Preloader logo

UMMAT BANGKIT UNTUK NKRI

Oleh KH Bachtiar Nasir (Ketua GNPF)

Inilah tiga modal kebangkitan ummat Islam yang wajib kita syukuri. Pertama, Allah SWT turunkan izzah kepada ummat Islam Indonesia. Kedua, Allah berikan kekuatan Persaudaraan dan Persatuan ummat Islam. Ketiga, Allah berikan gerakan kebangkitan  melalui Shalat Subuh Berjamaah.  Saya yakin ummat Islam Indonesia ingin bersaudara dan persaudaraan itu kita kokohkan untuk persatuan Indonesia. Karenanya, kebangkitan ummat harus dimaknai sebagai upaya untuk mengokohkan NKRI.

Ini adalah aset luar biasa jika negara khususnya rezim saat ini menilai positif apa yang dianugerahkan Allah SWT kepada ummat Islam Indonesia. Tapi sayangnya banyak orang gagal paham. Kebangkitan Islam Indonesia tidak dipandang murni izzah dari Allah SWT. Bersatu dan bersaudara justru dianggap sebagai ancaman. Ini adalah kekeliruan dan harus kami sampaikan.

Kepada Presiden, aparat keamanan, seluruh stake holder bangsa ini, dan seluruh pemimpin partai, jangan menganggap kebangkitan ummat Islam hari ini sebagai ancaman bagi kekuasaan. Kami yang berada di episentrum gerakan ummat ini tidak punya kepentingan lain kecuali ingin Indonesia: BANGKIT, MAJU, DAN BERADAB.

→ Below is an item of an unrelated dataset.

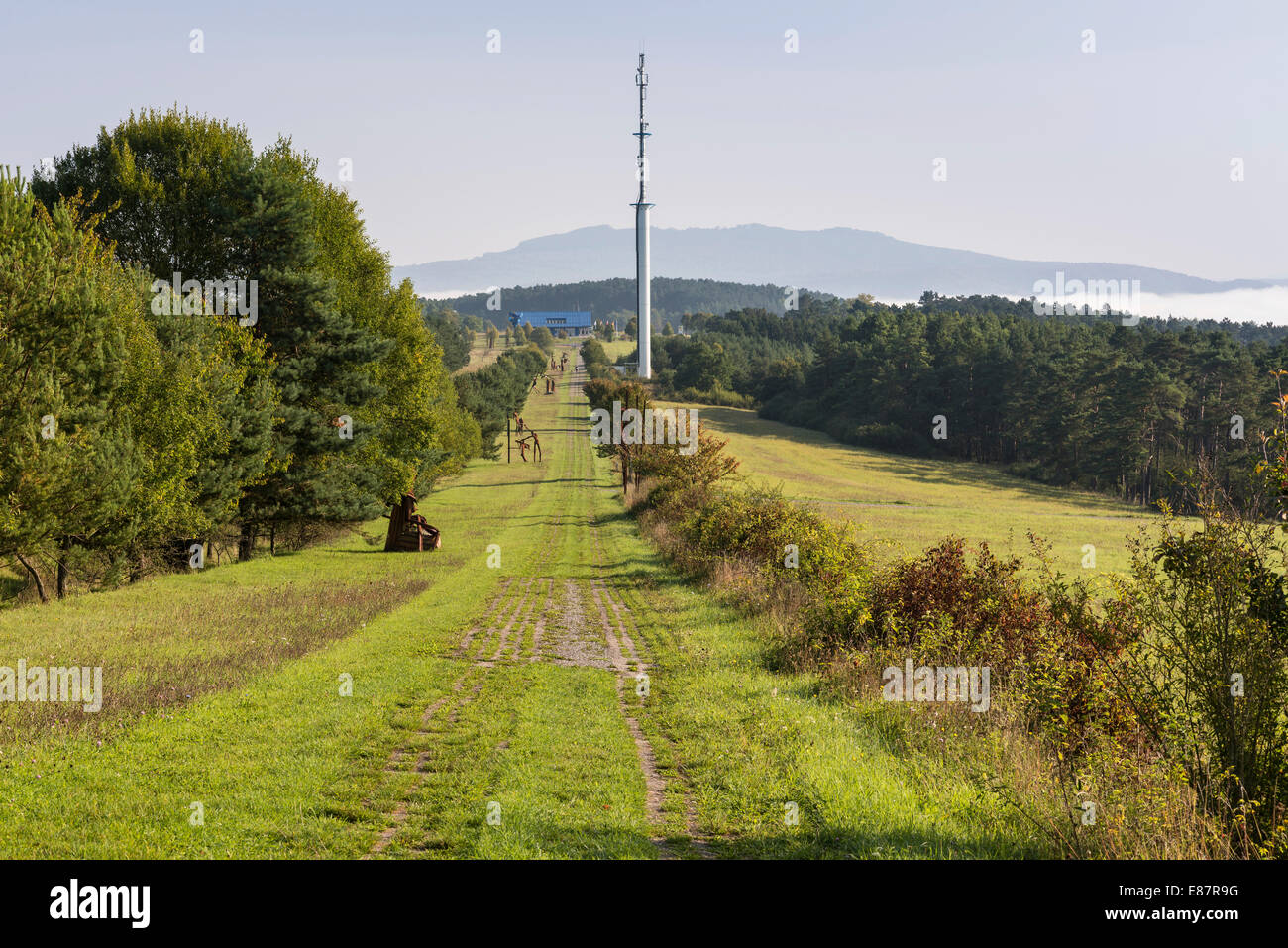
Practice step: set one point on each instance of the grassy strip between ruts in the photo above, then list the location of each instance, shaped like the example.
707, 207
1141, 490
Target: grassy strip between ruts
284, 767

Tidak ada keinginan untuk menggulingkan siapa pun. Tidak ada keinginan untuk menjatuhkan siapa pun. Yang kami tuntut adalah hak kami, yaitu tegakkan keadilan. Hak kami adalah tegakkan hukum berdasarkan keadilan dan tegakkan keadilan berdasarkan hukum.

Kenapa begitu mudah aparat memanggil ulama hanya dengan satu laporan. Laporan yang mungkin penuh rekayasa. Tetapi untuk satu penista agama saja begitu sulit ditangkap? Dan yang lebih menyakitkan, Islam selalu dituduh intoleran, ummat Islam selalu dituduh anti- Bhinneka Tunggal Ika, ummat Islam selalu dituduh anti-NKRI bahkan setiap gerakan unmat Islam dianggap anti-Pancasila.

Demi Allah, Demi Allah. Ummat Islam paling merah putih di republik ini. Para ulamalah yang menyusun Pancasila dan mereka pula yang paling mengorbankan segenap jiwa dan raga untuk bangsa dan sampai hari ini para ulama masih konsisten untuk itu.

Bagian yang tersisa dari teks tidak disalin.